We hypothesized that greater access to the health care system would be related to improved healthy behaviors. Baseline health care utilization variables were whether the participant had seen an obstetrician-gynecologist in the 2 years preceding the baseline survey, and whether she had received counseling by a doctor or other health professional in the past 12 months for none, 1–2, or 3–6 of the following health topics: smoking, diet, weight, exercise, alcohol, or planning for pregnancy.

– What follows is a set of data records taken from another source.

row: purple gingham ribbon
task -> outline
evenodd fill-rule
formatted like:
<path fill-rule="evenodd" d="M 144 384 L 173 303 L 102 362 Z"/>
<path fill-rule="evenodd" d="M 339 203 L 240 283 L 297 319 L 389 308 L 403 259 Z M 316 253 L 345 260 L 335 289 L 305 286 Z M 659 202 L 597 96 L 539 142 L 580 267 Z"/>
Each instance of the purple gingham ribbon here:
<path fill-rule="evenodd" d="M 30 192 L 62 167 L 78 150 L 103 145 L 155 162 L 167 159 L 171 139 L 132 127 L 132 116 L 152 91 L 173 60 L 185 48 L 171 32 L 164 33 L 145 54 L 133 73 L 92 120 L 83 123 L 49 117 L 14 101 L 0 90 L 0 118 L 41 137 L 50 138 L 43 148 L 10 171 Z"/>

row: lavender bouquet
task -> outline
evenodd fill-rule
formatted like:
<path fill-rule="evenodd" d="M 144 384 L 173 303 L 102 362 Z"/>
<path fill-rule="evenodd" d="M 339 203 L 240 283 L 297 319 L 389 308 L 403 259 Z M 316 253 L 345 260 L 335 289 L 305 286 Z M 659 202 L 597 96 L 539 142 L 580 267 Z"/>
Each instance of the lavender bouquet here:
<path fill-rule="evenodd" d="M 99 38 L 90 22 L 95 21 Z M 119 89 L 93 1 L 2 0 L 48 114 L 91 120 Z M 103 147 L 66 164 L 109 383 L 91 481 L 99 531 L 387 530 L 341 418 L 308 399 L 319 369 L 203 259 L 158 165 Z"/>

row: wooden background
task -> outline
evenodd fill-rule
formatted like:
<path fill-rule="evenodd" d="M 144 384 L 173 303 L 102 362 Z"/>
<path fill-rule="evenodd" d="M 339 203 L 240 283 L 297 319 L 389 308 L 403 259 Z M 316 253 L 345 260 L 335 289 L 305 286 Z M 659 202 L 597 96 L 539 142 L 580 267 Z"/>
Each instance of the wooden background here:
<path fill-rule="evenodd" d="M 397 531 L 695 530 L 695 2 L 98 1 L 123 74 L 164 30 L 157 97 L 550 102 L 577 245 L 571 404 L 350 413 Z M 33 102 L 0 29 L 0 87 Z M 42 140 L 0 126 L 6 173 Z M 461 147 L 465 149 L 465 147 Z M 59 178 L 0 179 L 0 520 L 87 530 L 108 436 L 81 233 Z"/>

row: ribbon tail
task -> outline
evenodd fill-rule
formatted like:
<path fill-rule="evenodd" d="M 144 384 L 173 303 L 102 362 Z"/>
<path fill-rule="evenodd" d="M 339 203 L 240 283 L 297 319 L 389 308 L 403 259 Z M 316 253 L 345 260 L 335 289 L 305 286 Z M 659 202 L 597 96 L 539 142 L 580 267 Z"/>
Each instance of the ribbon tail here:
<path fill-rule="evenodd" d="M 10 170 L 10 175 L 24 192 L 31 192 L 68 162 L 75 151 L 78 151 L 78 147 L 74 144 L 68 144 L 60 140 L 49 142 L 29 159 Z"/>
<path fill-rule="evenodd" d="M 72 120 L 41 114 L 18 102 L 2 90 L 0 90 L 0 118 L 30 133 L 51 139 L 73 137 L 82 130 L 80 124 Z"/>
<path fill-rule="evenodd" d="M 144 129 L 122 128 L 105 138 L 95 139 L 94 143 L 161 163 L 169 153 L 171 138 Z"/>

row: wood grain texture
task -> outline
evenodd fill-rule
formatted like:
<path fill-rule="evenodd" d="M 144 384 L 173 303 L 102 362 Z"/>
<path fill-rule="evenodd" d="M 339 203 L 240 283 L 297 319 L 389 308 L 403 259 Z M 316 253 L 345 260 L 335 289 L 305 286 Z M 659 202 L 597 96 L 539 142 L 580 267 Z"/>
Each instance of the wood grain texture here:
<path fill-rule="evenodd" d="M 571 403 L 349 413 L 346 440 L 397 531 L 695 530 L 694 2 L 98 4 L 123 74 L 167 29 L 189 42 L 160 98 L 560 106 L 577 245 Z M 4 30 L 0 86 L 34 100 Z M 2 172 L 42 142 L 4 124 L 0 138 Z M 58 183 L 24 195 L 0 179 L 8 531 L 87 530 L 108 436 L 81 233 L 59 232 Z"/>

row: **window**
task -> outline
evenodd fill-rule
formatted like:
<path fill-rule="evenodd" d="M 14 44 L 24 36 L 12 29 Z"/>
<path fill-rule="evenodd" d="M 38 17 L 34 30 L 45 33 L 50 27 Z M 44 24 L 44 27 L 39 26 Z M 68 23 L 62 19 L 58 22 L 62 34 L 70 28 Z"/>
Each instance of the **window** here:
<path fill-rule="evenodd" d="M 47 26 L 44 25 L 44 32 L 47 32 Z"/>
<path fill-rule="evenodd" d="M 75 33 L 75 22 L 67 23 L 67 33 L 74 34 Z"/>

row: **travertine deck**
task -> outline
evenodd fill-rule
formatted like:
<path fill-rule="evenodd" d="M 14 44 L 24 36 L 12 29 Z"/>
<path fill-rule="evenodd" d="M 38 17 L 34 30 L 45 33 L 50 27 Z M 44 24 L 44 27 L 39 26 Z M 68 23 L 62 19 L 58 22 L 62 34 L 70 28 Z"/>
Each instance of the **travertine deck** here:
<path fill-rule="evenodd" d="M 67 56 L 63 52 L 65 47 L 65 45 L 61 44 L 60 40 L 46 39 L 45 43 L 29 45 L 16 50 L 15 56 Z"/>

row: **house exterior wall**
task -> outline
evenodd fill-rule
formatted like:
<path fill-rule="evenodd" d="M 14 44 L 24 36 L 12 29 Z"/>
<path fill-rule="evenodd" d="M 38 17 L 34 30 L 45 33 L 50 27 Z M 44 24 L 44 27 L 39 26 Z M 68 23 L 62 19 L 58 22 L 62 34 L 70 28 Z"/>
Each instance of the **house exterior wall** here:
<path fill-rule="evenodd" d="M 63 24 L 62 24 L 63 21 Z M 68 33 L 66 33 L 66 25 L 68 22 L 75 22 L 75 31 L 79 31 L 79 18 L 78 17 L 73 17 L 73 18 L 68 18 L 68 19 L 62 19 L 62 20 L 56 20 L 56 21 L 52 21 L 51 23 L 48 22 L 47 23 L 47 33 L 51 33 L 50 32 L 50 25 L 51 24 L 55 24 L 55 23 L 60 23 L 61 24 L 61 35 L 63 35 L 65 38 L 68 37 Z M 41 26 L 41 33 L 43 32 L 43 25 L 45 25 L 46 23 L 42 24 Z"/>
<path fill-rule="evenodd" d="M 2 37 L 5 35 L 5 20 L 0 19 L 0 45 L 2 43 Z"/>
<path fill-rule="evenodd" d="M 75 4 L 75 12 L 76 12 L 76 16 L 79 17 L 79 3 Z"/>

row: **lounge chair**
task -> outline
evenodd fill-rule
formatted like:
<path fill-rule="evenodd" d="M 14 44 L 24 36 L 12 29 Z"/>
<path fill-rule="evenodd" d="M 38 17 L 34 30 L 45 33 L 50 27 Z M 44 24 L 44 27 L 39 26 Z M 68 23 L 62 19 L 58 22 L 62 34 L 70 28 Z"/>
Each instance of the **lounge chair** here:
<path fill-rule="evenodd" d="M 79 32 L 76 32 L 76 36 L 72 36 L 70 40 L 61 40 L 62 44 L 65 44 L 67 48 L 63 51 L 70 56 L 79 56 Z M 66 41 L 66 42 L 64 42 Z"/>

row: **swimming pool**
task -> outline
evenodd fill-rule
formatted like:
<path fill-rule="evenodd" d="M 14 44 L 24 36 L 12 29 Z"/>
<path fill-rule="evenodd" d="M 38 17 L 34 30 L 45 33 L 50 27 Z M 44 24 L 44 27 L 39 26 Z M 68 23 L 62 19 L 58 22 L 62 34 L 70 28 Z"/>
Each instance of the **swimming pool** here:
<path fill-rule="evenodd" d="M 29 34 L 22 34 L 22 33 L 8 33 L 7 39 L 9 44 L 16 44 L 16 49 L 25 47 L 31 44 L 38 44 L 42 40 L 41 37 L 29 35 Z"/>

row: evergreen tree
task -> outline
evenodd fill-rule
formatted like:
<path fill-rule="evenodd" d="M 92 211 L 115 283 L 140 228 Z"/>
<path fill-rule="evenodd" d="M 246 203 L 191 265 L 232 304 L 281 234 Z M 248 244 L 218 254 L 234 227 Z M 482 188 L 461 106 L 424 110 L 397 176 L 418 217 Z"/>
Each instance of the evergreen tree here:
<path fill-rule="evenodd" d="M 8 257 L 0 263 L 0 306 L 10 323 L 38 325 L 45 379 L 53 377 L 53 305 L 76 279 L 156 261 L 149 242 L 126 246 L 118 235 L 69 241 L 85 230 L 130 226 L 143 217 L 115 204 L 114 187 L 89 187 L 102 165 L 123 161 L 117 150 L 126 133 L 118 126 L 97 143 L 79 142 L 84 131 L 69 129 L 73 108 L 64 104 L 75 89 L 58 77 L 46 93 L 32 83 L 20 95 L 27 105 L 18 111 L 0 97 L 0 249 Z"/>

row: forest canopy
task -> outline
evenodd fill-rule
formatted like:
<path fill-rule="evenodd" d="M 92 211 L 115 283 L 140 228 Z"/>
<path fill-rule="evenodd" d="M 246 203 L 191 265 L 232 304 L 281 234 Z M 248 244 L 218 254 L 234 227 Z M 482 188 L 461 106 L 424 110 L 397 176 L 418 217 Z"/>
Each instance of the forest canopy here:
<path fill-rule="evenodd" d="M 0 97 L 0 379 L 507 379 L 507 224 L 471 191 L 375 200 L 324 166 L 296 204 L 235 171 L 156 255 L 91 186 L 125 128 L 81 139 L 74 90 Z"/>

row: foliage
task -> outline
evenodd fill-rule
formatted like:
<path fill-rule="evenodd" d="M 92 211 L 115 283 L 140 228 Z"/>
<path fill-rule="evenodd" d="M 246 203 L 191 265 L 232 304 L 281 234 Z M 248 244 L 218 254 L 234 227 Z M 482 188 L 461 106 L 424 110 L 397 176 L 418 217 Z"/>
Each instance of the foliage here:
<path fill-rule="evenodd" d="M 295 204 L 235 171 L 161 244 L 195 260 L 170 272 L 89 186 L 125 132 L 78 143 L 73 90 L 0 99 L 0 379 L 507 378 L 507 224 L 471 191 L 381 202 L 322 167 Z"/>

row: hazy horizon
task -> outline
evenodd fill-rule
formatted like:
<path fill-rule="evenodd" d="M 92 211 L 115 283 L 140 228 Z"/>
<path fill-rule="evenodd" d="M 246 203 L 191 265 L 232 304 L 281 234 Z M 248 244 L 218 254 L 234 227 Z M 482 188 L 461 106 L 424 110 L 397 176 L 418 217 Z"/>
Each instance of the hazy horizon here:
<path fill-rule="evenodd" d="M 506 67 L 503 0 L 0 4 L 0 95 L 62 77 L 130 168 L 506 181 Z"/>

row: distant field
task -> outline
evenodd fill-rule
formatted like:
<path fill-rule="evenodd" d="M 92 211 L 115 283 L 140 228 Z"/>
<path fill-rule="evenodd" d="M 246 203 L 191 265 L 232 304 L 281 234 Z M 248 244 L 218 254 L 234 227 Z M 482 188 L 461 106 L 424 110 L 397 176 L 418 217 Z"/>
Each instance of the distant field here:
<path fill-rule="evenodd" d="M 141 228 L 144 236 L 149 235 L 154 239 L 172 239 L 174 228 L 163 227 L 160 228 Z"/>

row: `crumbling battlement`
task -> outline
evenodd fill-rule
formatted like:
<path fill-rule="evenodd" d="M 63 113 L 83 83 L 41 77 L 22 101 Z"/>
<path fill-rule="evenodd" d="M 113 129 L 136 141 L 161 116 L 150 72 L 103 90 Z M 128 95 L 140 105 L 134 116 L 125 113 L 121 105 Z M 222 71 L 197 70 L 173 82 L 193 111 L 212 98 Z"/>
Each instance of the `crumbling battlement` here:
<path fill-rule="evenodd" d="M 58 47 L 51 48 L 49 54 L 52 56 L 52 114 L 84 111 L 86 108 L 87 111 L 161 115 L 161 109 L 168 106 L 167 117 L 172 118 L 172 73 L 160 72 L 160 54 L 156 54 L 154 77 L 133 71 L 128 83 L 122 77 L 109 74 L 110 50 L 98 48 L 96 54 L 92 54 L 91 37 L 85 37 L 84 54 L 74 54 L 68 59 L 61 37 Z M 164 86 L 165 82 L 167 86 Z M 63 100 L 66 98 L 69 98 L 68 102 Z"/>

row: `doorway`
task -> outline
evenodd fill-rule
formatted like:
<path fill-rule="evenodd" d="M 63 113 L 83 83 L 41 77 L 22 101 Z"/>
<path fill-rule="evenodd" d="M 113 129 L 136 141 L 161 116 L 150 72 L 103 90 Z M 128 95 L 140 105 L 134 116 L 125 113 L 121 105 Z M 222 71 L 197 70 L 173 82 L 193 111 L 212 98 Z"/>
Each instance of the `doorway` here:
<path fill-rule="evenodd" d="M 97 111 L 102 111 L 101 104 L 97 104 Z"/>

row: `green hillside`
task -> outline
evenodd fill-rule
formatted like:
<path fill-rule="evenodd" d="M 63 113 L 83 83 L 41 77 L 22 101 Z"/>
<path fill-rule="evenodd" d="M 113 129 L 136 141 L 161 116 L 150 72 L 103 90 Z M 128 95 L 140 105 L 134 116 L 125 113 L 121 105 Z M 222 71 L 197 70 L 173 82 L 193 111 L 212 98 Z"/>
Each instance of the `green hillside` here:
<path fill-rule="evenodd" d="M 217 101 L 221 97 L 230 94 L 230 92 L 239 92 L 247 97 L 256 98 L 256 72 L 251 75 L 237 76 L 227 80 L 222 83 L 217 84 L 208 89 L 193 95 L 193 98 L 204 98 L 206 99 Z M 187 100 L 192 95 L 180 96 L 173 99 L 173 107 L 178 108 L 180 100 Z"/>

Finally, we included sociodemographic variables to test our hypothesis that higher socioeconomic status is associated with better health behaviors. Baseline sociodemographic measures were age group (18–24, 25–34, or 35–45), race/ethnicity (non-Hispanic White versus other race/ethnicity), education (high school graduate or less versus some college or more), marital status (married or living with partner versus not partnered) and poverty status (defined as in poverty, near poverty, or not in poverty using U.S. Census definitions based on household income and composition). A proportion of participants (12%) had missing income data, either because they did not know, were not sure, or refused to report their household income. Further examination of the women with missing income data revealed that they were similar to women in the poverty and near poverty groups in terms of educational attainment and type of health insurance. This group of women who did not report their household incomes was treated as a separate category in the poverty status variable.

Statistical Analysis

Frequencies of the study variables were determined. Bivariate tests of the association of intention for future pregnancy with positive longitudinal behaviors were determined using Chi-square tests and simple logistic regression analysis. Multivariable logistic regression models were fit to predict the likelihood of engaging in positive longitudinal behavior for each of the seven behaviors, with baseline pregnancy intention as the independent variable of interest. The pregnancy-related variables, health status, health care utilization, and sociodemographic variables described above were also included in the models. We checked for multicollinearity among the independent variables. Likelihood ratio test P-values testing for overall significance are reported for each of the regression models (P-values#0.05 suggest the model is predictive of the outcome). All statistical analyses were performed on unweighted data using SAS software, Version 9.0 of the SAS System for Windows (SAS Institute Inc., Cary, NC, USA).